Dogs only have two types of cones however, so that aren't able to process some colours. Tests show that dogs see yellows and blues, but don't see the full range of greens and reds. A dog’s vision is actually most similar to people with red-green colour blindness (like me!). This means that the colours red and green are difficult to distinguish between, and are easy to miss.
So a red ball on green grass is much more difficult to see than a blue ball.
Lucky dog’s don’t play cricket!`
A dogs visual acuity is also significantly less than a humans. So what appears crisp and clear to you actually looks quite blurry to your dog.
The trade off is that dogs are able to see well in low light levels though. Their eyes are also tuned to detect motion. Compared to humans, dogs are 10 to 20 times more sensitive to movement, especially at a distance. This served them well when they needed to hunt camouflaged prey at night.

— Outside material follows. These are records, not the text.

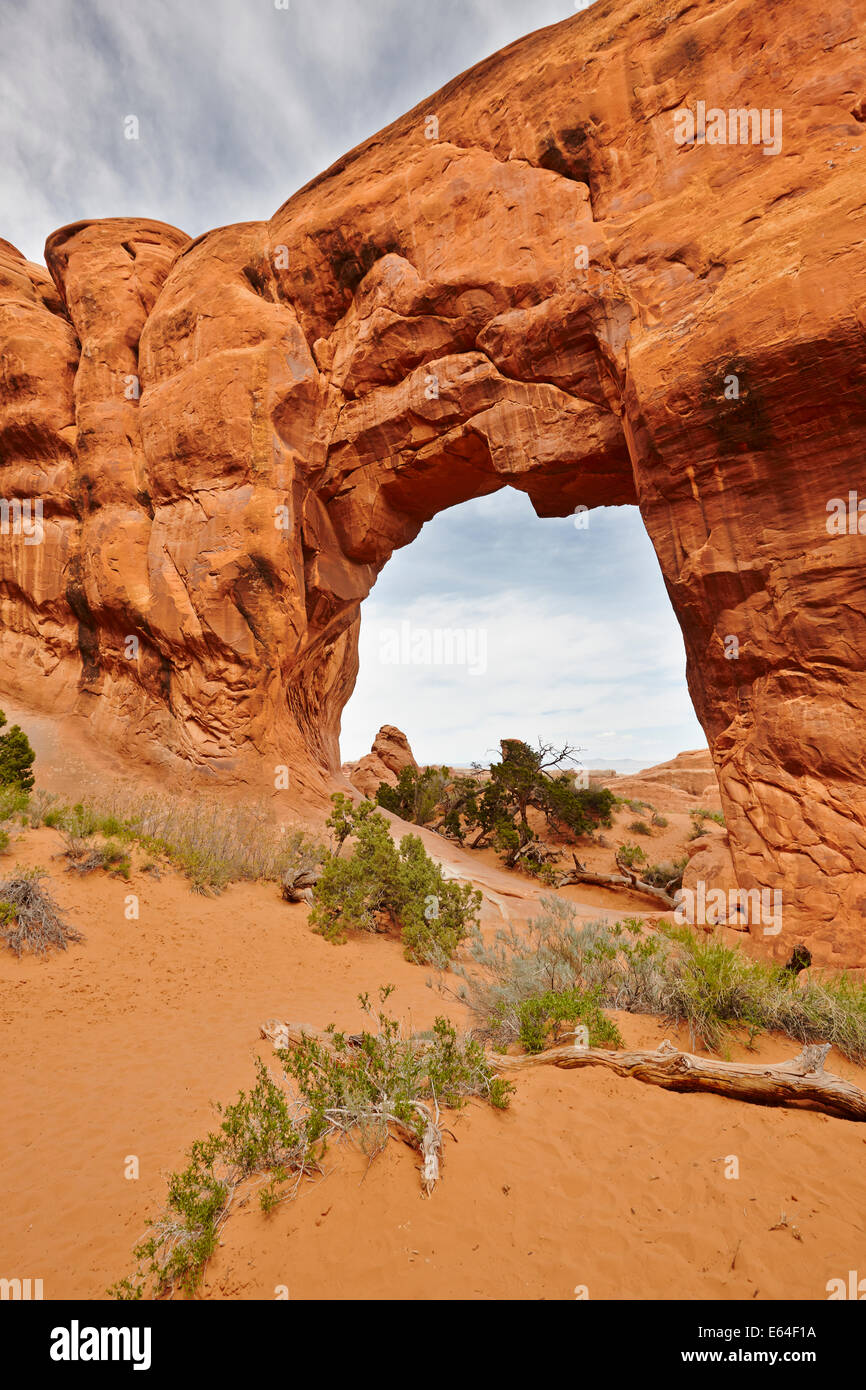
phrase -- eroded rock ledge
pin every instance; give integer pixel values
(548, 293)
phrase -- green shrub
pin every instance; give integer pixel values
(17, 758)
(380, 884)
(631, 855)
(210, 843)
(666, 876)
(417, 794)
(545, 1014)
(278, 1132)
(673, 973)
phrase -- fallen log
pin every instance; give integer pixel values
(281, 1036)
(798, 1083)
(613, 880)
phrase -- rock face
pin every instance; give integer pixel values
(384, 763)
(527, 281)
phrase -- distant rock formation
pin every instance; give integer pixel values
(384, 763)
(691, 772)
(537, 280)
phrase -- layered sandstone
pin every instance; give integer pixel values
(526, 281)
(384, 763)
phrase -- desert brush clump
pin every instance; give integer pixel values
(380, 884)
(211, 844)
(330, 1086)
(29, 918)
(544, 1016)
(13, 812)
(694, 979)
(492, 808)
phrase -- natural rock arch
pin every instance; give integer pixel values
(526, 280)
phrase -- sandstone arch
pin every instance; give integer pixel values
(288, 363)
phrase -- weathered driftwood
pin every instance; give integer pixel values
(298, 886)
(430, 1146)
(798, 1083)
(626, 879)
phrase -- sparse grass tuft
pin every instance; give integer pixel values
(679, 975)
(278, 1133)
(210, 843)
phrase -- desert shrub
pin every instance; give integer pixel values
(210, 843)
(17, 758)
(278, 1132)
(679, 975)
(545, 1014)
(107, 856)
(13, 809)
(417, 794)
(631, 855)
(666, 876)
(494, 808)
(29, 918)
(381, 883)
(41, 804)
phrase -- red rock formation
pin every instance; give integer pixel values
(524, 281)
(384, 763)
(691, 772)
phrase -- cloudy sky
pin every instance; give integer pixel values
(239, 103)
(555, 631)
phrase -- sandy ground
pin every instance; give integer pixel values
(118, 1047)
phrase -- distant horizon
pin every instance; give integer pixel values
(495, 623)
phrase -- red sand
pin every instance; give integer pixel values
(120, 1045)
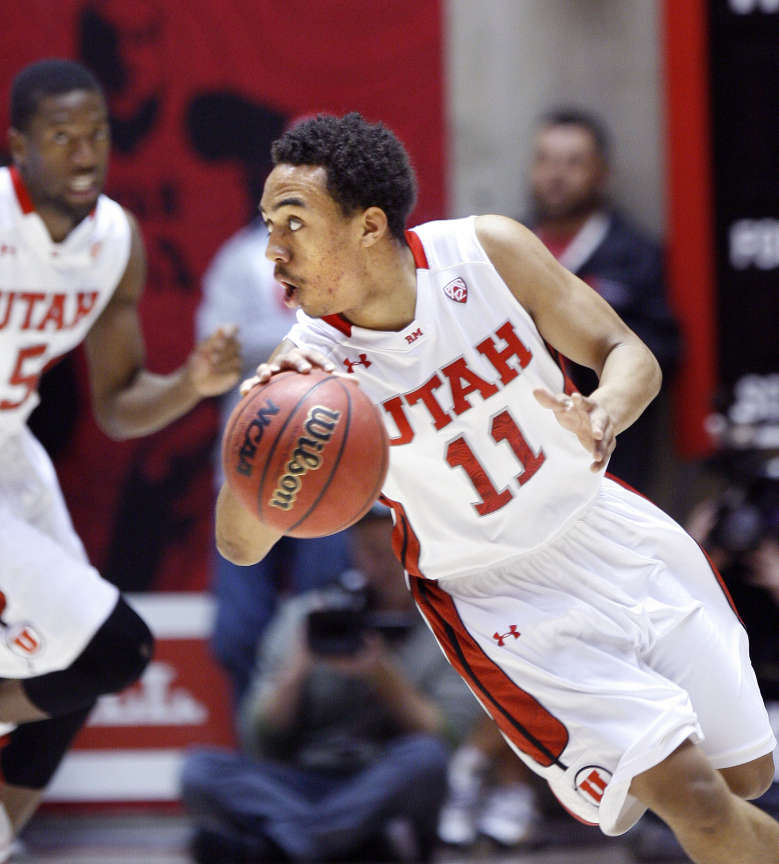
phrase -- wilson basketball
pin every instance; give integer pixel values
(307, 454)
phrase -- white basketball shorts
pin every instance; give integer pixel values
(52, 601)
(599, 653)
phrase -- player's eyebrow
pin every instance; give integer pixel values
(288, 202)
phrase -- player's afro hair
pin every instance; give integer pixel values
(366, 164)
(46, 78)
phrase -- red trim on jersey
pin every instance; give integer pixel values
(532, 729)
(418, 251)
(571, 813)
(22, 195)
(340, 323)
(690, 218)
(628, 487)
(405, 543)
(723, 586)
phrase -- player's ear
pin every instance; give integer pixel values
(17, 145)
(374, 225)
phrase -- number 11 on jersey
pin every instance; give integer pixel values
(503, 428)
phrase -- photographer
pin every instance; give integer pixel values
(345, 727)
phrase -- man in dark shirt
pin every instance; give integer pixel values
(586, 234)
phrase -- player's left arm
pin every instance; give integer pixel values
(576, 321)
(127, 399)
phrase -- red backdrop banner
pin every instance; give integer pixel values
(197, 89)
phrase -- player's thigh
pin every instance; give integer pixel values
(52, 600)
(707, 655)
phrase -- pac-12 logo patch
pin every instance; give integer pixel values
(591, 782)
(457, 290)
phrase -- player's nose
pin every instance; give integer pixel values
(276, 251)
(84, 153)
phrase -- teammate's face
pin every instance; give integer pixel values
(63, 155)
(315, 248)
(567, 172)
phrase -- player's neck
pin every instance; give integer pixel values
(391, 297)
(57, 224)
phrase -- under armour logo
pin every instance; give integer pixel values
(512, 631)
(591, 783)
(350, 364)
(457, 290)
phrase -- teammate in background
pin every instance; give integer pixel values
(573, 217)
(239, 286)
(72, 268)
(586, 621)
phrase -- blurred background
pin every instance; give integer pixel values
(197, 90)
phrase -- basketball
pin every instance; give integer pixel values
(306, 453)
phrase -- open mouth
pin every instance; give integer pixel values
(83, 188)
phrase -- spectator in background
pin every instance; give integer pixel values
(348, 719)
(571, 214)
(239, 286)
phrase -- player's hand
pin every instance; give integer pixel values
(214, 366)
(298, 360)
(581, 415)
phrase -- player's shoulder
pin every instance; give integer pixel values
(472, 239)
(111, 216)
(444, 243)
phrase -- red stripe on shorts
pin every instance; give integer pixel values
(523, 720)
(405, 543)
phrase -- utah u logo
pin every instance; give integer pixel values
(350, 364)
(456, 290)
(500, 637)
(591, 782)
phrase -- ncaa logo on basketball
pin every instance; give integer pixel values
(252, 438)
(456, 290)
(591, 782)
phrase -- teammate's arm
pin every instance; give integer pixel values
(127, 399)
(576, 321)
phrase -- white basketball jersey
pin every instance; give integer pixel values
(479, 472)
(50, 293)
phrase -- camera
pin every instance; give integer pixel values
(338, 628)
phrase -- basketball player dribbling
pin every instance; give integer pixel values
(586, 621)
(72, 268)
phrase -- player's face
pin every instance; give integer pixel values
(315, 248)
(567, 172)
(63, 156)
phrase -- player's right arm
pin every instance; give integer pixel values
(240, 536)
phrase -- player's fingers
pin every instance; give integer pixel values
(248, 383)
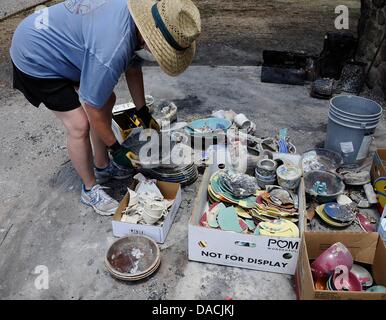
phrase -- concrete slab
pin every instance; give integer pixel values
(9, 7)
(43, 223)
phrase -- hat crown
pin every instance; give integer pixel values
(182, 19)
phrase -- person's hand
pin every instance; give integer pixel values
(147, 119)
(125, 157)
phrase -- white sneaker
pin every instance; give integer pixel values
(101, 202)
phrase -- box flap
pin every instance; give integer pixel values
(379, 266)
(168, 189)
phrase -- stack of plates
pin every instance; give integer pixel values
(219, 190)
(183, 174)
(336, 215)
(208, 128)
(279, 228)
(133, 258)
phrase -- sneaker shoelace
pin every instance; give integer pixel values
(101, 195)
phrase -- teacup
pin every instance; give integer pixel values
(152, 212)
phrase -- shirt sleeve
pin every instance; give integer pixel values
(97, 81)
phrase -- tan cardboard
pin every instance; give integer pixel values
(170, 191)
(365, 248)
(272, 254)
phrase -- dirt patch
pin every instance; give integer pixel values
(236, 32)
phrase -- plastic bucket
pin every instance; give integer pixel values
(355, 119)
(351, 125)
(357, 107)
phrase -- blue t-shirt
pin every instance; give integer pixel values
(86, 41)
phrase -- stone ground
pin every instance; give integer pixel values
(41, 219)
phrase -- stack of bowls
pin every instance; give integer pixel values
(265, 172)
(133, 258)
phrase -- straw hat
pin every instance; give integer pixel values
(170, 29)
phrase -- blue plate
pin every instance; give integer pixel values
(338, 212)
(213, 125)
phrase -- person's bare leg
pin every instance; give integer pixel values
(78, 143)
(101, 158)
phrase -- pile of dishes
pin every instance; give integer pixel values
(275, 203)
(236, 219)
(337, 215)
(227, 186)
(335, 270)
(183, 174)
(133, 258)
(237, 204)
(208, 128)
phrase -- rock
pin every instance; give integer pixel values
(381, 18)
(379, 3)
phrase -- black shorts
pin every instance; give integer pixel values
(55, 94)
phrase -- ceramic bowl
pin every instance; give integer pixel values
(321, 159)
(263, 181)
(376, 289)
(266, 167)
(289, 177)
(345, 280)
(364, 276)
(132, 257)
(334, 256)
(335, 185)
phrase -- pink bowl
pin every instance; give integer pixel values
(345, 280)
(334, 256)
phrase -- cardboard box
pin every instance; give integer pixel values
(365, 248)
(382, 226)
(378, 177)
(158, 233)
(124, 122)
(264, 253)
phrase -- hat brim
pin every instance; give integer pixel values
(171, 61)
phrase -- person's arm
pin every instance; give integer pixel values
(134, 79)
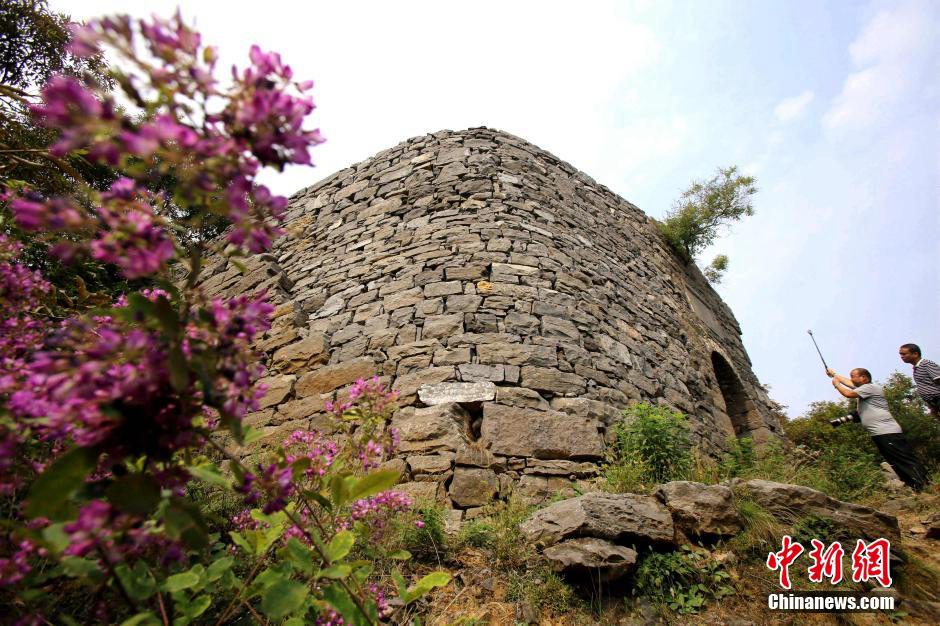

There's an interesting website called dog-vision.com which can take any image and process it to show you how a dog would perceive it. We used a colourful photo of fruit and veg (yum!), so you can see how colour blind they really are!
Don’t feel too bad for your pup though, what they lack in vision is more than compensated with their incredible sense of smell. It is estimated that a dog has 100 000 000 times more sensitive to smell than a human.
That’s a trade off I’d be willing to make!